Er drehte sich zu seinen Männern um. »Bleibt hier und bewacht die Frau. Niemand darf mit ihr sprechen.« Er musste verhindern, dass Sano mit Suiren sprach und ihr Informationen über die Identität und den Aufenthaltsort der Entführer entriss. »Ich bin im Palast. Wenn sie aufwacht, gebt mir sofort Bescheid.«
Er verließ das Krankenzimmer und blieb draußen unter den Kiefern stehen. Das heiße, grelle Licht des Nachmittags schimmerte durch die Zweige.
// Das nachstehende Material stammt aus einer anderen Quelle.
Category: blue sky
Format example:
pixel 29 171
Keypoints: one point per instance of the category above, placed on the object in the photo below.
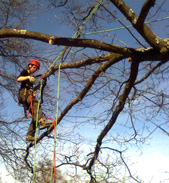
pixel 153 158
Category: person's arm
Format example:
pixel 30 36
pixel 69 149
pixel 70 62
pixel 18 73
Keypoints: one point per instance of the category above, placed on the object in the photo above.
pixel 23 78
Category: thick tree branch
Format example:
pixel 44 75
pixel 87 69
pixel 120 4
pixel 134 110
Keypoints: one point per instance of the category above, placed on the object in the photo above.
pixel 119 108
pixel 144 31
pixel 114 59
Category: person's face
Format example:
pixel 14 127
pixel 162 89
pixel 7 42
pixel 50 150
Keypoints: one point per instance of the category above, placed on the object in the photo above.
pixel 33 68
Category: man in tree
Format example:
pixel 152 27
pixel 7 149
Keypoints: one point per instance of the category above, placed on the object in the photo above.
pixel 27 98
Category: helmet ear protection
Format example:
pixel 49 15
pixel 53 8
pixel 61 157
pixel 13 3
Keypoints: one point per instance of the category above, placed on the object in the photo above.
pixel 35 62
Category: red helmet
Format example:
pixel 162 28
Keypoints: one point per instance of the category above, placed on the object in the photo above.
pixel 35 62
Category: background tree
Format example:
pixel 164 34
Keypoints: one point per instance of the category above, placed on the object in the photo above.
pixel 114 84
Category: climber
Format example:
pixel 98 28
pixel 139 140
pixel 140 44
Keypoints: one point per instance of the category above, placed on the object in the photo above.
pixel 27 98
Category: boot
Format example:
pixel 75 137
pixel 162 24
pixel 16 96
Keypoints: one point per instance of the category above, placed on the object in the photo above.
pixel 43 123
pixel 30 138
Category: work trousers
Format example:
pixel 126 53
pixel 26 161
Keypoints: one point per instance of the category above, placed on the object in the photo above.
pixel 25 99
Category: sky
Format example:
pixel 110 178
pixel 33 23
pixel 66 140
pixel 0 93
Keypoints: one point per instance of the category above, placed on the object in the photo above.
pixel 151 163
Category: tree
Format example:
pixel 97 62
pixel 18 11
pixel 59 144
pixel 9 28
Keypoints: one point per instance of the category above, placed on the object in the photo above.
pixel 104 82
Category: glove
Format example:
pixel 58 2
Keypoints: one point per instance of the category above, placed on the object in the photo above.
pixel 31 79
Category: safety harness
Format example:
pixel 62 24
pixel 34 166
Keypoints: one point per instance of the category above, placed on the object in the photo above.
pixel 32 92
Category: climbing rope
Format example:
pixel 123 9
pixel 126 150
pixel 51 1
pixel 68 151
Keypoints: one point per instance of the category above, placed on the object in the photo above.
pixel 37 116
pixel 53 169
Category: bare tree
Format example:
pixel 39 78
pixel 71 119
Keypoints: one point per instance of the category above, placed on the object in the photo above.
pixel 105 82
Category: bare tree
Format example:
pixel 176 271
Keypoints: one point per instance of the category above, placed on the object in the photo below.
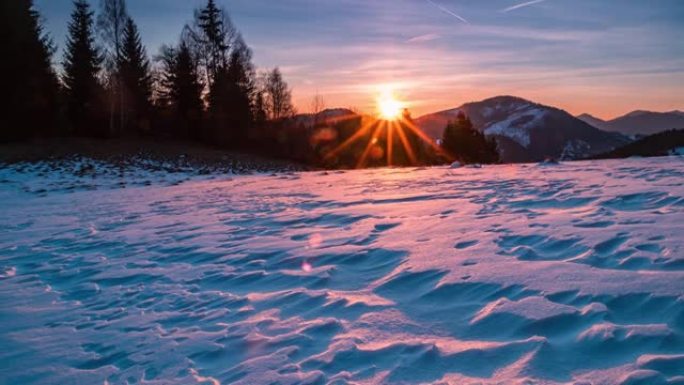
pixel 111 23
pixel 279 96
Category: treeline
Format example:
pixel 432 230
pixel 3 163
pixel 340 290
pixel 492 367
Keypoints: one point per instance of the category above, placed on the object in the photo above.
pixel 203 88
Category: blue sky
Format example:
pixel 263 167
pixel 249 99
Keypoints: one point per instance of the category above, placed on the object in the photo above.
pixel 605 57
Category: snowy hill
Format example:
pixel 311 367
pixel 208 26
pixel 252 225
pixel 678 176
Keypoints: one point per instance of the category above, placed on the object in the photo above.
pixel 329 116
pixel 639 122
pixel 550 274
pixel 527 131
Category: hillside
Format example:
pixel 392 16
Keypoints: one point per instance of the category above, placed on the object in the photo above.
pixel 638 122
pixel 661 144
pixel 527 131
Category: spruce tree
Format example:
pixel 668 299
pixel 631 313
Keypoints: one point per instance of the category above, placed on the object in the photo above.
pixel 81 67
pixel 213 34
pixel 26 75
pixel 279 95
pixel 134 70
pixel 466 144
pixel 181 90
pixel 230 97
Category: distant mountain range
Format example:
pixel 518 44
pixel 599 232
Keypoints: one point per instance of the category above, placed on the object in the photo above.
pixel 664 143
pixel 638 122
pixel 529 132
pixel 526 131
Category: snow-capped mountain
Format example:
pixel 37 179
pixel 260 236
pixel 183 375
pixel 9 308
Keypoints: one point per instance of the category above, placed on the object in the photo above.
pixel 527 131
pixel 639 122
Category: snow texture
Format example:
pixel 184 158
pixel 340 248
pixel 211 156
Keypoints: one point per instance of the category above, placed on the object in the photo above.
pixel 564 273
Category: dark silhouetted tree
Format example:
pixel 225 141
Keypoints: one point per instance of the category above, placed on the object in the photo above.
pixel 466 144
pixel 111 23
pixel 260 113
pixel 30 86
pixel 213 34
pixel 278 96
pixel 230 97
pixel 81 66
pixel 181 90
pixel 136 79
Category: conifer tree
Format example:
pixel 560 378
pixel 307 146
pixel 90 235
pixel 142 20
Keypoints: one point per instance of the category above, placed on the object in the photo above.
pixel 213 36
pixel 463 142
pixel 30 106
pixel 82 62
pixel 134 70
pixel 181 90
pixel 111 23
pixel 278 95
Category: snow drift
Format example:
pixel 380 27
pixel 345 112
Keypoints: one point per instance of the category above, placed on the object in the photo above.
pixel 544 274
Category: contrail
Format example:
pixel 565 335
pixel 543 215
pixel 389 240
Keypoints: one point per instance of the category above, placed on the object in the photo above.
pixel 447 11
pixel 522 5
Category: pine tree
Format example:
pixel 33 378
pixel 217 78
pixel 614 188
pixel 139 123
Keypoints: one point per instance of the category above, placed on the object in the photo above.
pixel 213 34
pixel 230 97
pixel 260 114
pixel 463 142
pixel 26 75
pixel 81 66
pixel 279 95
pixel 134 69
pixel 181 90
pixel 111 23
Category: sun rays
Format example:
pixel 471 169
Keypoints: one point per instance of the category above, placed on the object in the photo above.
pixel 390 139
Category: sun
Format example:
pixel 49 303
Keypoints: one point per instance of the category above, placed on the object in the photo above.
pixel 389 107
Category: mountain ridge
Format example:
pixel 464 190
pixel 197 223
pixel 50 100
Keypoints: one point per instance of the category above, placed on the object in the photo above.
pixel 526 130
pixel 638 122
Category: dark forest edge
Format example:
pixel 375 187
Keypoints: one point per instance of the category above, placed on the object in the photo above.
pixel 661 144
pixel 203 90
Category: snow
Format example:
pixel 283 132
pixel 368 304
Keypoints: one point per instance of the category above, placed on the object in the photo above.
pixel 571 274
pixel 518 124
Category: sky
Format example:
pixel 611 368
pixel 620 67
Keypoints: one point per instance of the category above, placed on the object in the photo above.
pixel 603 57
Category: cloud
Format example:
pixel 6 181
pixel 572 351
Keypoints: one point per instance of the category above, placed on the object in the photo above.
pixel 448 12
pixel 522 5
pixel 424 38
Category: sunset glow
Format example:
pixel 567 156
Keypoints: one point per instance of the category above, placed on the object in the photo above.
pixel 389 107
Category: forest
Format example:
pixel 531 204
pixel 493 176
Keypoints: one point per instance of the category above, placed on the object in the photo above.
pixel 202 89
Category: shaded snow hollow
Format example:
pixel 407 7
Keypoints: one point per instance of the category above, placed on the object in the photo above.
pixel 567 273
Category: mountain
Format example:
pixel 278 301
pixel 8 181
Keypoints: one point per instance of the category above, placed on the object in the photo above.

Tempelglocken hallten durch die Stadt und verkündeten den Beginn einer neuen Stunde. Ein halber Tag war vergangen, ohne dass Hoshina etwas erreicht hatte. Dieser Gedanke erschütterte seine Zuversicht, und allmählich zweifelte er an seiner Theorie, dass Suiren die Entführer kannte und ihnen geholfen hatte, das Verbrechen zu begehen. Ob sie eine Komplizin so schwer verletzt hätten? Leichtere Verletzungen hätten bereits ausgereicht, um alle glauben zu machen, dass Suiren ein unschuldiges Opfer war, das dem Tod durch viel Glück entkommen konnte. Vielleicht war Suiren tatsächlich unschuldig. Vielleicht wusste sie nicht, wer ihre Herrin entführt hatte. Doch aufgrund der Umstände wollte Hoshina seine Theorie nicht gänzlich aufgeben. Die Entführer könnten das Dienstmädchen auch versehentlich schwerer verletzt haben, als beabsichtigt – oder sie hatten vorgehabt, Suiren zu töten, damit sie die Entführer nicht verraten konnte.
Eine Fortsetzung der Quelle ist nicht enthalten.